Dollar Rebounds Along with Yields Ahead of Powell


The dollar index, which measures the US dollar against a basket of major currencies, recovered slightly to 90.48, as US yields rebounded. The positive correlation between the dollar and treasury yields was significant in the past couple of days. As US 10-year treasury yields breached the 1% level, the dollar bounced-off its lowest levels in almost three years. Currently, market participants are looking forward to the comments of the Federal Reserve Chairman Jerome Powell over the rally in yields. The EURUSD declined to $1.2135, and the USDJPY rallied to 104.19.

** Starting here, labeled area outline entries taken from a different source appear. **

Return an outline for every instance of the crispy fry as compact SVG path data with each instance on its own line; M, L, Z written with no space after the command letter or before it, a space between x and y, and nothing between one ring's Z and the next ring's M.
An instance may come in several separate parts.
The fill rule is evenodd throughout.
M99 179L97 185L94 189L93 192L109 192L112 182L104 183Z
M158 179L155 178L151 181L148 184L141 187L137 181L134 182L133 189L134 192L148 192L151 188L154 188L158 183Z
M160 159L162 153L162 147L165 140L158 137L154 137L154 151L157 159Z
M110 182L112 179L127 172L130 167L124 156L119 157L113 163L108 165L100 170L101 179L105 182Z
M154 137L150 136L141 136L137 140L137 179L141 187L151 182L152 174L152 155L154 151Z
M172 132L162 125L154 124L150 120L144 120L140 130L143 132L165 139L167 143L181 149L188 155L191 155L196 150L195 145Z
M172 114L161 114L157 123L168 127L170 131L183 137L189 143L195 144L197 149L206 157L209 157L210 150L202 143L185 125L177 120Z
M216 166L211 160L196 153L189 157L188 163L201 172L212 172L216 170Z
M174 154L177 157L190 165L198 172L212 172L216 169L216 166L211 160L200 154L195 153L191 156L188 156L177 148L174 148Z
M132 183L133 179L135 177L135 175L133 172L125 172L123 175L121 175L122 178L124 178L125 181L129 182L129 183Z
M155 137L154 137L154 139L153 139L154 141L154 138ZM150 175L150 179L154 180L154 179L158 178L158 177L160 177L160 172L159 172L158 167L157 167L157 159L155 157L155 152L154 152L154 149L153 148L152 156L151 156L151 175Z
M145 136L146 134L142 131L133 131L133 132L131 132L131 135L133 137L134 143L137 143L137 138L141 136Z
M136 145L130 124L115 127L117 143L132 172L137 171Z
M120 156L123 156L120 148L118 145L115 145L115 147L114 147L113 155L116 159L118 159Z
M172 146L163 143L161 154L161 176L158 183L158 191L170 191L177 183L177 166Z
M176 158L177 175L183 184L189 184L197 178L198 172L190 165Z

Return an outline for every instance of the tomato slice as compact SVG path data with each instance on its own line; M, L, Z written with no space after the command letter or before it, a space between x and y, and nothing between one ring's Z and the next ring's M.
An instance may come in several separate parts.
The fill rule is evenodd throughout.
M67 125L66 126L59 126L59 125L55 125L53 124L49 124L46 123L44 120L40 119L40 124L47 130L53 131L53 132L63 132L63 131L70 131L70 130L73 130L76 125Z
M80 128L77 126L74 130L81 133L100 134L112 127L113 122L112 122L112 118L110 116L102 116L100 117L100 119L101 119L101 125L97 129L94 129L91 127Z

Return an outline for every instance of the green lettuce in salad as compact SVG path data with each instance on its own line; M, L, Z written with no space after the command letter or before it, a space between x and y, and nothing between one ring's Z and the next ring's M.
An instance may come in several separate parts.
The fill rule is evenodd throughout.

Futures tied to major US stock indices were mixed as the rush towards cyclical stocks over technology stocks continued. Investors are focusing on Biden's spending plan and the vaccination progress, which should work in line to support the economic recovery and boost cyclical stocks. On the other hand, Powell's comments will be highlight what to expect in the coming months from the Federal Reserve. The Dow Jones Industrial Average futures rose to 31089, the S&P500 futures inched higher to 3816, while Nasdaq futures held steady near 12950.


Precious metals prices slipped as the dollar regained track along with US yields. The price of a gold ounce dipped to $1829, the price of a silver ounce fell to $25.04, and palladium futures hovered near $2400.


Oil prices eased from their highest levels since February 2018 despite the drop in inventories. Investors are afraid of the lockdowns in Asia, where the oil demand has recovered the most. On the other hand, the US Energy Information Administration reported a decline in US oil inventories by 3.247 million barrels. Oil benchmarks will remain subject to any headlines about the COVID19 spread in Asia. The West Texas Intermediate crude February contract traded near $53, and Brent Blend March contract slipped to $56.